Закрепив последний электрод, она присела на койку у ног Альберта.
- Я говорю о реакциях, естественных для больного, о спонтанных реакциях, не подправленных сознанием ни пациента, ни его врачей.
- Вы следите за мной все эти семь дней, с первого их часа?
- Да, Альберт, всю неделю, с первого ее часа, наблюдаем и записываем.
- Почему мой случай исключительный?
- Травма была серьезная.
- Кора, - это он впервые назвал ее по имени, Корой, и, наверное, поэтому она вдруг заметила свое дыхание, тяжелое, замедленное, не дающее удовлетворения, - эти руки - мои?
- Это ваши руки, Альберт.
- Нет, - тихо сказал Альберт, - это не мои руки. У них своя воля, свои ритмы. Однажды меня укачало. В Магеллановом проливе. Потом мы вышли в океан. Океан был тих, как заболоченное озеро. Но едва я закрывал глаза, волны подхватывали меня, и все начиналось сызнова. Так продолжалось двое суток. А однажды мы с отцом собирали цветы. В степи. Ночью я не мог заснуть - перед глазами у меня мелькали цветы и я сам, беспрестанно наклоняющийся. Я ничего не мог сделать, чтобы избавиться от этих видений. Но они были мои, и я знал, что они мои. А эти руки, которые разыгрывают виртуозно двадцать четыре этюда кряду, они не мои. У меня всегда были посредственные успехи в музыке, и мама очень огорчалась.
- Дайте свою руку, Альберт. Вот так. Сожмите мою. Крепче, еще крепче. Разве она не слушается вас? Осторожно, Альберт, вы раздробите мне кисть. А теперь сомневайтесь в свое удовольствие, сколько вам угодно.
Надо уйти, надо уйти немедленно, твердила себе Ягич. Надо бежать, а не то всему конец. Я не могу, профессор, вы слышите, профессор, я не могу смотреть ему в глаза!
- Откуда же эта информация, доктор? Разве мои руки могут помнить то, чему никогда не учились?
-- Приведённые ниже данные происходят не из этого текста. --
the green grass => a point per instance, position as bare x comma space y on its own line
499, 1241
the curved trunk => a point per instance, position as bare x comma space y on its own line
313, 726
Я слушал эти этюды только в концерте, да и то запомнил лишь, что их было двадцать четыре, а теперь они сидят у меня вот здесь, - Альберт потряс руками, - вот здесь, доктор. Вы бросаете вызов рассудку, вы хотите, чтобы я уверовал в информацию извне, которая предшествует опыту и познанию.
- Альберт, но разве мы все знаем об источниках информации? Ученые прошлого века рассказывают об одном шотландце, который вдруг заговорил по-арабски, хотя достоверно было известно, что никогда до этого он не слышал арабской речи.